W projekcie zaproponowanym przez Platformę Obywatelską w całej rozciągłości pominięto głowę państwa. Ustawa proponowana przez rząd całkowicie odsuwa prezydenta od ważnych decyzji pozostawiając na boisku tylko trzy organy: Sejm, Senat i Radę Ministrów. /.../
Klub PiS ma jednak przygotowany projekt ustawy, w dodatku był on konsultowany z prezydentem. Jednak Platforma stwierdza, że ustawa proponowana przez klub PiS nie jest zgodna z konstytucją.
Sam Donald Tusk natomiast zaprzecza, jakoby projekt proponowany przez PiS był zgodny z jego ustaleniami z Prezydentem.
A projekt ten różni się od wersji rządowej głównie w jednej kwestii.
 
Mianowicie wymaga zgody Prezydenta, Sejmu, Senatu i Rady Ministrów na podejmowanie niektórych decyzji kluczowych dla Polski”. (podkr. moje)
 
 
I choć minął prawie rok nic w tym względzie się nie zmieniło.
 
O ustawie nie ma już mowy.
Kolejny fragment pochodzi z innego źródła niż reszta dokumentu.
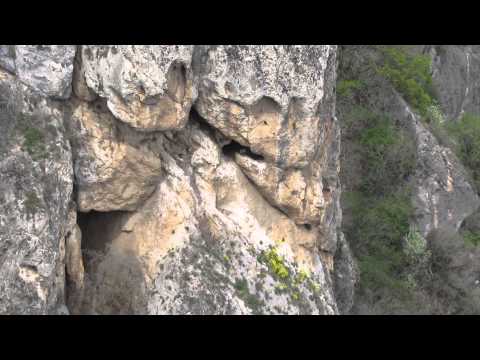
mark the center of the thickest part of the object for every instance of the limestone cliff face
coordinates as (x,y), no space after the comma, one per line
(203,179)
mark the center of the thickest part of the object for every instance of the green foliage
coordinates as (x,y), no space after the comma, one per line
(34,140)
(380,206)
(275,263)
(410,75)
(251,300)
(471,237)
(466,135)
(415,243)
(386,151)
Na prezydenta naciskają różne gremia i przypominają, że sam twierdził, iż w przypadku braku takiej ustawy Polska stanie się województwem. Dla sygnujących petycje do prezydenta dodatkowym argumentem jest sposób ratyfikacji TL w Niemczech i próby podobnego zalegalizowania dokumentu w Czechach.
 
Tymczasem „premier poinformował, że rozmawiał z Barroso o podziale tek w Komisji Europejskiej, jednak tylko ogólnie. "Mam poczucie, że jesteśmy bardzo poważnie traktowanym partnerem, i że na pewno nasza wrażliwość, sposób myślenia, pewne idee dotyczące całej komisji i tak zwanych działów na pewno będą brane pod uwagę. Nie mam żadnych niepokojów i kompleksów, gdy rozmawiamy o naszym punkcie widzenia" - powiedział Tusk”.
 
Premier nie ma żadnych kompleksów, żadnych niepokojów. Rozmowy o podziale stołków już trwają.
 
A ja tak wciąż dumam, o co w tym wszystkim tak naprawdę chodzi?  
 
Może nasz błąd, tj. wszystkich ślących apele, by prezydent bez ustawy kompetencyjnej nie podpisywał TL, polega na tym, że to nie Jego lecz premiera powinniśmy przycisnąć do muru i przypomnieć o zobowiązaniach, jakie wziął na siebie w Juracie?
 
Dlaczego Donald Tusk  i całe PO bezczelnie gra w swoją nieuczciwą grę?
 
To takie proste, że aż trudne do uwierzenia, a jednak.
 
Public Relations PO i Donalda Tuska doskonale wie, że elektorat prezydenta albo jest przeciwny w ogóle TL, albo chce podobnych rozwiązań jak w Niemczech. Spindoktorzy doskonale też wiedzą, iż poparcie dla Lecha Kaczyńskiego w dużej mierze zależy właśnie od tego, jak się zachowa teraz po referendum w Irlandii.
 
Jeśli zostanie przymuszony naciskami do ratyfikacji bez ustawy kompetencyjnej, na pewno straci poparcie i bezpowrotnie szansę na reelekcję. Nie znaczy to jednak wcale, że ten elektorat przeniesie swoje głosy na kandydaturę Tuska, co to, to nie, nie ma obaw.;)
Ale kto wie czy jakiś sygnatariusz petycji do prezydenta nie zakrzyknie nam; Głosujcie na mnie, ja byłem przeciwny podpisaniu TL bez ustawowych zabezpieczeń.(Na podobnej zasadzie toczy się przecież gra międzypartyjna w Wielkiej Brytanii).
Wyciągnięty z kapelusza kandydat niewielkie ma szanse na prezydenturę, ale na rozbicie głosów elektoratu, który nigdy nie zagłosuje na Tuska, a i owszem.
 
Czy moja teoria spiskowa wyjaśnia przyczyny, dla których „Tusk mocno naciska na prezydenta”? Już wkrótce przekonamy się o tym. Ważniejsze jednak od odpowiedzi na to pytanie, wydaje się co innego.
Jak zachowa się wobec tej gry prezydent Lech Kaczyński?